Abstract

Recent advances in solar harvesting technologies pave the way for sustainable environmental-monitoring applications in the emerging solar powered wireless sensor networks (SP-WSNs). The complexities associated with the low-resourced, highly-dynamic, and vulnerable sensor nodes operating in potentially unattended or hostile environments require a high degree of self-management and automation. Guided by autonomic communication principles, this paper presents AutoSP-WSN, a novel distributed framework to achieve sustainable data collection while also optimizing end-to-end network performance for SP-WSNs. Initially, we present the energy-aware support component that provides reliable energy monitoring and prediction. This drives the power management component, which is adaptive to time-varying solar power, avoiding battery exhaustion as well as maximizing the per-node utility.
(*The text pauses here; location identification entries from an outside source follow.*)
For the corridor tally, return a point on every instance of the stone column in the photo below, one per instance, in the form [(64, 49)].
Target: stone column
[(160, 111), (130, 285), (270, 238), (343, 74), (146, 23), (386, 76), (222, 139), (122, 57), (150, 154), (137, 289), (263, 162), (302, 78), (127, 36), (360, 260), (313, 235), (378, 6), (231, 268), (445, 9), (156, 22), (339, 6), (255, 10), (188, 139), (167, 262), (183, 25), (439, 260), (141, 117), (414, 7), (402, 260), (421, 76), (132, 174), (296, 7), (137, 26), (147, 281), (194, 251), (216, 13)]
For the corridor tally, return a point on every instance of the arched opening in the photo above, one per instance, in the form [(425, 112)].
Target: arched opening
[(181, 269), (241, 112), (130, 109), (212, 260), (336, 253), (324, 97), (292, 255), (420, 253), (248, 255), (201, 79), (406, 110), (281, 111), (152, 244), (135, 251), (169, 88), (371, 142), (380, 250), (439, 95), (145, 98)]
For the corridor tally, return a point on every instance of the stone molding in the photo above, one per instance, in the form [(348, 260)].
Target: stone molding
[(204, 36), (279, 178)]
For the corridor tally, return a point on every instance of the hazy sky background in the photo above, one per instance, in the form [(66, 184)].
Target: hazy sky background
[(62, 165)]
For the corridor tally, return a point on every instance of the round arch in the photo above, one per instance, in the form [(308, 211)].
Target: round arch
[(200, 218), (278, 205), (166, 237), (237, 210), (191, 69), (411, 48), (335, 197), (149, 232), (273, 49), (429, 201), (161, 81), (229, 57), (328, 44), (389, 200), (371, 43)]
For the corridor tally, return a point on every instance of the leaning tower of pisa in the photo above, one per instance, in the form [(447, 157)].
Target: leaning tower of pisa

Finally, to demonstrate the key design issues of the network protocol component, we propose two self-adaptive network protocols, a routing protocol SP-BCP and a rate control scheme PEA-DLEX. We show that the individual components seamlessly highly integrate as a whole, and the AutoSP-WSN framework exhibits the properties of context-awareness, distributed operation, self-configuration, self-optimization, self-protection and self-healing. Through extensive experiments on a real SP-WSN platform, and hardware-driven simulations, we show that the proposed schemes achieve substantial improvements over previous work, in terms of reliability, sustainable operation, and network utility.